Giving IP to Oculus Rift

A company called ZeniMax Media Inc. has accused John Carmack of stealing some of its intellectual property and giving it to Oculus Rift. In case you didn’t catch that Oculus Rift got picked up by Facebook for two billion dollars and apparently now ZeniMedia, the owner of ID Software and former employee of John Carmack thinks that they got some of its IPs without paying for it.

The news is coming from sources close to the company that talked to the Wall Street Journal, claiming that some key technologies used by Oculus to develop Rift were in fact ‘borrowed’. This is quite a nasty accusation and we are sure that this is all about the money.

Carmack reacted to this very serious accusation on Twitter.

“Oculus uses zero lines of code that I wrote while under contract to Zenimax,“ he tweeted.
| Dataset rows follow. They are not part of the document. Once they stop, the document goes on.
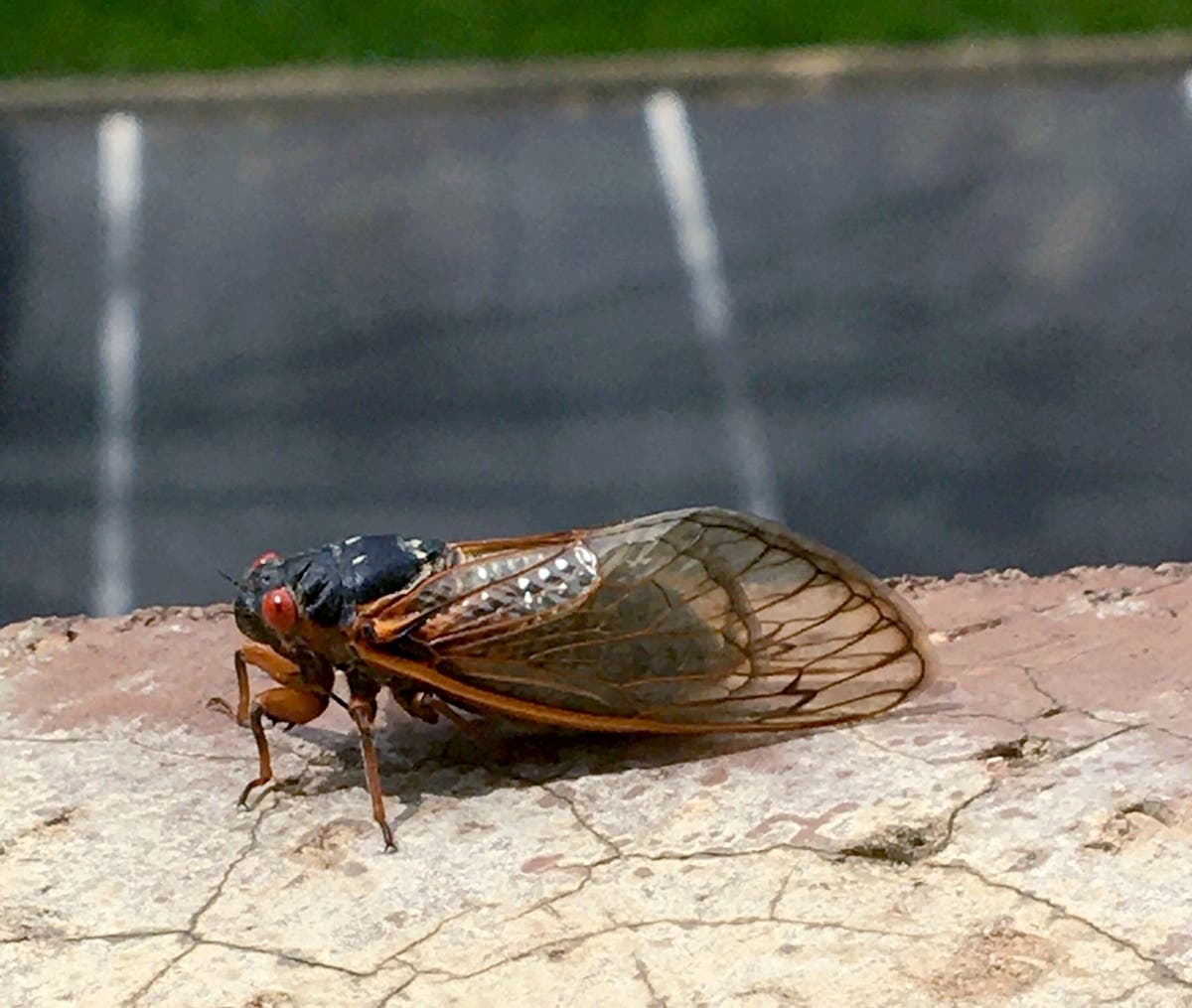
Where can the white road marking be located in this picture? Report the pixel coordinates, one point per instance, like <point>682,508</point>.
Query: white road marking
<point>695,233</point>
<point>119,173</point>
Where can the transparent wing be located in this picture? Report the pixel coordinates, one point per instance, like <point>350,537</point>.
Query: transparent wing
<point>695,620</point>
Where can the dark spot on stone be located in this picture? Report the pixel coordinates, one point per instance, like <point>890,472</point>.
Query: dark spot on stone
<point>903,845</point>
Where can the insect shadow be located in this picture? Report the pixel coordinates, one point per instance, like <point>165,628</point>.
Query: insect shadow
<point>418,761</point>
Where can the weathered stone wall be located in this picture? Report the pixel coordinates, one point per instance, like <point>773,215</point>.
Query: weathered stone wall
<point>1017,834</point>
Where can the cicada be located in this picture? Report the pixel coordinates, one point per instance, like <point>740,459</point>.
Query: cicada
<point>692,621</point>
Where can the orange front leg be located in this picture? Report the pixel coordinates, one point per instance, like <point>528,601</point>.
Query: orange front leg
<point>283,703</point>
<point>277,666</point>
<point>297,701</point>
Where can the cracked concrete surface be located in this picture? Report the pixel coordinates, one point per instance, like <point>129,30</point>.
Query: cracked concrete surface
<point>1019,833</point>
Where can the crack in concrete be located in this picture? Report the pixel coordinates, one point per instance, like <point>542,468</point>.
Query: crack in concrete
<point>192,925</point>
<point>643,973</point>
<point>560,947</point>
<point>613,848</point>
<point>1163,971</point>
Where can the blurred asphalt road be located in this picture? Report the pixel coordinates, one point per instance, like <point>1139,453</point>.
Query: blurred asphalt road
<point>964,315</point>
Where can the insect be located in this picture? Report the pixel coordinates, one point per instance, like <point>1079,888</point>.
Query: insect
<point>692,621</point>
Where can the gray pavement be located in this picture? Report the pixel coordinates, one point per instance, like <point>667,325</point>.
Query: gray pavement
<point>963,311</point>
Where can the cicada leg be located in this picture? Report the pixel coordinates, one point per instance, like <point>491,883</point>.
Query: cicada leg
<point>363,708</point>
<point>297,701</point>
<point>428,707</point>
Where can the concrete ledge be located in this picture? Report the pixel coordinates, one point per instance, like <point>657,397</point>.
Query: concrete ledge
<point>1019,833</point>
<point>744,75</point>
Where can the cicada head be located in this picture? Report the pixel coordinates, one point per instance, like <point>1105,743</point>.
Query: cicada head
<point>299,602</point>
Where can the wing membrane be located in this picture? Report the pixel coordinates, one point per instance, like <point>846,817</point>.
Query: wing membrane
<point>695,620</point>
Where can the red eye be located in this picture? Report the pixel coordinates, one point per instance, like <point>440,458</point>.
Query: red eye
<point>279,610</point>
Oculus Rift probably makes a bit more sense than Google Glass, but just like the Google technology it is still years from serious application and real world use. We tried both prototypes and we can tell you that despite being nice, they are not something that will change the face of the communication or gaming anytime soon.

Just remember what happed with 3D gaming and 3D TV, despite billions in investments on the part of content providers, TV makers and the rest of the industry, 3D simply did not materialise. Mind you, 3D fimls and TV were aimed at a much wider audience than Occulus Rift of Google Glass. In other words, it is probably still too early for something like Occulus Rift or Google Glass, although many geeks love both concepts. 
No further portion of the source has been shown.